1

Say we have the following code:

Lorem ipsum.
<input name="test1">
<input name="test2"> Lorem ipsum some long text possibly so long you lose your overview.
<input name="test3">
Lorem ipsum.

Now when I do

g/name="[^"]*"/p

the output will be:

<input name="test1">
<input name="test2"> Lorem ipsum some long text possibly so long you lose your overview.
<input name="test3">

My desired output is:

name="test1"
name="test2"
name="test3"

What's the quickest way to print out ONLY the match, not the entire matching line?

3
  • 1
    I use a version similar to that one here: vim.fandom.com/wiki/… Commented May 28, 2021 at 8:34
  • Note that p is actually the independent command :p ... with no knowledge of the pattern in :g. (Some people confuse it for something more like :s///p.) If you follow :g with a command that does what you want for a single line then :g will make sure it gets run on the range of lines.
    – B Layer
    Commented May 28, 2021 at 8:36
  • One idea I've had by now is :g/name="[^"]*"/norm "Aygn to append all matches to register a. But sadly, this only works if there is at most 1 match in the line.
    – MiK
    Commented May 28, 2021 at 13:57

2 Answers 2

3

Another approach is to use the following command:

g/name="[^"]*"/echo matchstr(getline('.'), @/)
0

Be on a system with GNU Grep installed, then do:

:w !grep -o 'pattern'

The space between :w and !grep is important, because w!grep... means force-write to the file named grep ... even if it exists and is read-only.
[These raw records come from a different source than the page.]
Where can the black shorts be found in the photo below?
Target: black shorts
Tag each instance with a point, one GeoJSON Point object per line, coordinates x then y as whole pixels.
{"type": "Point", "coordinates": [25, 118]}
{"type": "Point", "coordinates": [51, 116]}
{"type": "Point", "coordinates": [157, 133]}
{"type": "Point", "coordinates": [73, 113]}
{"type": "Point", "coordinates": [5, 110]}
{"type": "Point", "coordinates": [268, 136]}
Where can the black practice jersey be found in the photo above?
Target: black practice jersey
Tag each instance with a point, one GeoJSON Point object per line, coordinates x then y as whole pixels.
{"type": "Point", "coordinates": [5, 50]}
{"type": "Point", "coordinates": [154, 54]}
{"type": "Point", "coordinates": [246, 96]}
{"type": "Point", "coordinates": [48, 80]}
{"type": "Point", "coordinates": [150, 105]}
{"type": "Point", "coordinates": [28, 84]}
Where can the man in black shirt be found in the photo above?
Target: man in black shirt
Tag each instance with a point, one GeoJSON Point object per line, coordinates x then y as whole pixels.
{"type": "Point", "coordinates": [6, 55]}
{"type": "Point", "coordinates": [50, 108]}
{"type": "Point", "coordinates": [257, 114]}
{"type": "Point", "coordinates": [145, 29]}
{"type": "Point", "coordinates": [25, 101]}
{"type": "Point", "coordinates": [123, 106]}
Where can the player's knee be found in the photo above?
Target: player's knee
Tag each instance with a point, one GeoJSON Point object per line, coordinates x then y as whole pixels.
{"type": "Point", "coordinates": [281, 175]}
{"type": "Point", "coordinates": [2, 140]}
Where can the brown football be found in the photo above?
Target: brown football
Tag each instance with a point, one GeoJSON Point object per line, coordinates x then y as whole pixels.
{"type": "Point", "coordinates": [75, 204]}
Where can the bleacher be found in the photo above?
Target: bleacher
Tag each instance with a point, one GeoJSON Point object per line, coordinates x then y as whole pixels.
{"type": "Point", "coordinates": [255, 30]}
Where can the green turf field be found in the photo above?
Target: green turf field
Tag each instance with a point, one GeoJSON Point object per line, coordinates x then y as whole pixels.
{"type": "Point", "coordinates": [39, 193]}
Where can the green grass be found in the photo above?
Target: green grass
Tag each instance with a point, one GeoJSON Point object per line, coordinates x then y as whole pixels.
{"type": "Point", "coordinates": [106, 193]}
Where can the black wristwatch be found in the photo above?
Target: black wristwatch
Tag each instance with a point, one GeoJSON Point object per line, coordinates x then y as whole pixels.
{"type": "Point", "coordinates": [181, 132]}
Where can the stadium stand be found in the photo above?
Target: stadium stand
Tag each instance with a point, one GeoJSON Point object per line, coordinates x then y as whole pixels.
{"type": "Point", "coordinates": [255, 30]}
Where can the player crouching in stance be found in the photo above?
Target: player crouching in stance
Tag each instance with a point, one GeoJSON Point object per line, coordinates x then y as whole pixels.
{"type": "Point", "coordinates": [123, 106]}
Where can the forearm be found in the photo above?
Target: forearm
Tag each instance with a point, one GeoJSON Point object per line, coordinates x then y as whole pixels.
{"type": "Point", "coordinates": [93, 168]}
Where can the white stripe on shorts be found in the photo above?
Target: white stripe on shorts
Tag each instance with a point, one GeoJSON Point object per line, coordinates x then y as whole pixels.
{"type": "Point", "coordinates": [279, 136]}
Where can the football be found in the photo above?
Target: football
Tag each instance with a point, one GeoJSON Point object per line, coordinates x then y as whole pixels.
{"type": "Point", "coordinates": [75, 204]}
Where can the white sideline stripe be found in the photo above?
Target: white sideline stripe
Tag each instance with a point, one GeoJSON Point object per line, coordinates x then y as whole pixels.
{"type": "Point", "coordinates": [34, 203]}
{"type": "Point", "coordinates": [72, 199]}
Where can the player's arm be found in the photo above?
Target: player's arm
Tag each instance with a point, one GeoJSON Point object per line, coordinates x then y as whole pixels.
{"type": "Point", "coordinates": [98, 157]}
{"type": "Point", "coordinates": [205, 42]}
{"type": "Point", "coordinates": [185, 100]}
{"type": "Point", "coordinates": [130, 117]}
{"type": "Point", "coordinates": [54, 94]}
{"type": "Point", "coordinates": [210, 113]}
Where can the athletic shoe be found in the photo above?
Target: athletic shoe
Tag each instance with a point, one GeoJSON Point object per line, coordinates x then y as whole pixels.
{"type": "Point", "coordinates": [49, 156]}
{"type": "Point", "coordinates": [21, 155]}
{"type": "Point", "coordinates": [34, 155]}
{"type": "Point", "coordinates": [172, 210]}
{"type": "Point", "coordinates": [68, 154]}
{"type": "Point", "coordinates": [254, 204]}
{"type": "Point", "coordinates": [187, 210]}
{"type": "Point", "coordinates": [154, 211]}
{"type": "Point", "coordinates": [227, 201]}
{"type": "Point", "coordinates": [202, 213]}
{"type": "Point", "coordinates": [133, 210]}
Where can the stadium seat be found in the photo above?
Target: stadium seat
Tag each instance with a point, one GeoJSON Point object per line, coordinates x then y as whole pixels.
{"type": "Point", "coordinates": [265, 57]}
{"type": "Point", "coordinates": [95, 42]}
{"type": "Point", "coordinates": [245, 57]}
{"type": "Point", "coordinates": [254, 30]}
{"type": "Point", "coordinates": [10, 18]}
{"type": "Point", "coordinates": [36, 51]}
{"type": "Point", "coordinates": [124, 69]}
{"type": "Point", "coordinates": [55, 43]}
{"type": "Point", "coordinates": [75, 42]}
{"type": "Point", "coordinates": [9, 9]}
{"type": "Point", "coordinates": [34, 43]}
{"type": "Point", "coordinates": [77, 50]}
Without using an external tool, what we can do is use a Vi implementation with decent "undo powers", like Vim. Then simply edit the buffer to show the same information. Then undo the edits when done looking at the results.

One way would be in place. First, globally delete the lines not containing the pattern:

:v/pattern/d

Then, within the remaining lines, replace everything by just the pattern:

:%s/.*\(pattern\).*/\1/

Depending on why you want to isolate just the matches, you might find this step is unnecessary, because Vim highlights the matches for a pattern. If "highlight search" happens to be disabled, use:

:set hls

Other variations on this theme might involve copying everything into a different buffer.